MANSFIELD -- It took a couple of months longer than she anticipated, but Kirsten Pscholka-Gartner has won the Democratic Party nomination for Richland County Probate Court Judge.
According to final, unofficial vote totals from the Richland County Board of Elections on Wednesday afternoon, Pscholka-Gartner received almost 52 percent of the 5,551 votes cast in the primary election that ended April 28.
The elections board meets Tuesday to certify the election, which was extended beyond the scheduled March 17 date to the COVID-19 pandemic.
“It still hasn’t quite sunk in yet. I’m excited,” Pscholka-Gartner said Wednesday afternoon. “I look forward to campaigning in the general election.”
The party race for a seat on the bench was the only one too close to call after the first vote count on April 28. At that time, Pscholka-Gartner was leading by 148 votes, according to the elections board.
Both candidates received additional votes when provisional and absentee ballots were certified and counted by the board of elections on Tuesday.
After re-running the entire batch of Richland County votes, Pscholka-Gartner received 2,868 votes, while local probate attorney Joe Jerger had 2,683.
Pscholka-Gartner, 39, will face Republican Kelly Badnell in November. Badnell was unopposed in the primary.

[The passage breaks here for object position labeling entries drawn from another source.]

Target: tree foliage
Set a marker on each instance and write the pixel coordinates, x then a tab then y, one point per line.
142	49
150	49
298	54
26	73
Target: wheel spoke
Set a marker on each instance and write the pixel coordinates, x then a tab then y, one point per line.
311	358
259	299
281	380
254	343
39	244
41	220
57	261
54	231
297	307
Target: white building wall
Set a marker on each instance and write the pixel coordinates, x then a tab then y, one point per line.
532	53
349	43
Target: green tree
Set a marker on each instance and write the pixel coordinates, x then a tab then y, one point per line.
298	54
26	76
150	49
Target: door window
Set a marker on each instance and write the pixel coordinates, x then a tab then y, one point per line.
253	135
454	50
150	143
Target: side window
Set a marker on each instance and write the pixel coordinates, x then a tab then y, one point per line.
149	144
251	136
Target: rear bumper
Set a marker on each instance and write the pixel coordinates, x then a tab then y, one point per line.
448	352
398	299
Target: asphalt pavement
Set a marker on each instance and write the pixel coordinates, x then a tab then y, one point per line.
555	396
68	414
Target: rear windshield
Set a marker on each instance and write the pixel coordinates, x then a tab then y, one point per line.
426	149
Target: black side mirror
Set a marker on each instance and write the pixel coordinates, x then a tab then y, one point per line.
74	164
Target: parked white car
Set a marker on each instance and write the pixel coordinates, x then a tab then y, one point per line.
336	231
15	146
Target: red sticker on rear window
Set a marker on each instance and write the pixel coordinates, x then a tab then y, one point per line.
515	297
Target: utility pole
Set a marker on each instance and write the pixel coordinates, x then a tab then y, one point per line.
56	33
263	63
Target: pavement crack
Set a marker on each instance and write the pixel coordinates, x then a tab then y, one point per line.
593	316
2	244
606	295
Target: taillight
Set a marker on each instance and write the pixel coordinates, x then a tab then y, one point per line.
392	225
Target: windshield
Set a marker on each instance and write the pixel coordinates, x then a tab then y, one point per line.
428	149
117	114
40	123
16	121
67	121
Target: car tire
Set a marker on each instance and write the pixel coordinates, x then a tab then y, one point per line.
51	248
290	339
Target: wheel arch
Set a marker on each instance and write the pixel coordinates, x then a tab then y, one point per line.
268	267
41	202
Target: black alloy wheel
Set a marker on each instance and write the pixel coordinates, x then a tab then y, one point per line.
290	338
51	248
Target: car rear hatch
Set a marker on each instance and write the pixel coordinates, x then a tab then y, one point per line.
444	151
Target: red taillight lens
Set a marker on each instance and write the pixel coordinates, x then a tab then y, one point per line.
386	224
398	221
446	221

“I do want to try to reach out to voters. I’m trying to look into novel ways to do that, since traditional campaigning probably isn’t going to be happening for a while,” Pscholka-Gartner said.
“I’m looking forward to getting to know more voters in Richland County and getting my name out there," she said.
Pscholka-Gartner began her legal career in 2004 as an assistant prosecuting attorney in the Richland County Prosecutor’s Office, primarily serving as an appellate attorney.
In January 2011, she was appointed by Judge Heather Cockley to serve as a magistrate in the Richland County Domestic Relations Court. She currently serves as the court’s chief magistrate.
“I think that my judicial experience will make a difference in the fall,” she added. “I have nine years of judicial experience deciding family court issues and so I do think that is a major plus in terms of taking a seat as a judge.”
Pscholka-Gartner attributed the success of her campaign to getting out and getting to know voters.
“I attended quite a few events and I had been involved with the Democratic Party for quite a while, so a lot of people knew me and I’m a regular women’s caucus member, so just meeting all those voters and talking to their friends and kind of doing a word of mouth campaign,” she said.
Pscholka-Gartner said one of her primary goals is making the court more accessible to the public.
“If I win the seat, I really am looking forward to trying to modernize the court. I do want to look into implementing electronic filing, which will improve access to the court as well and make it easier for people who may not be able to visit the court during traditional court hours.”
Jerger has been a probate lawyer for 29 years and is a partner at Bayer Jerger & Underwood law firm. Jerger plans to continue practicing law.
He said he had no regrets about the way his campaign was run.
“I think I did everything under my power to get my qualifications out there to the voting public,” he said. “I thank the public for supporting me. I enjoyed the campaign process as a first-timer and wish my opponent good luck in the general election.”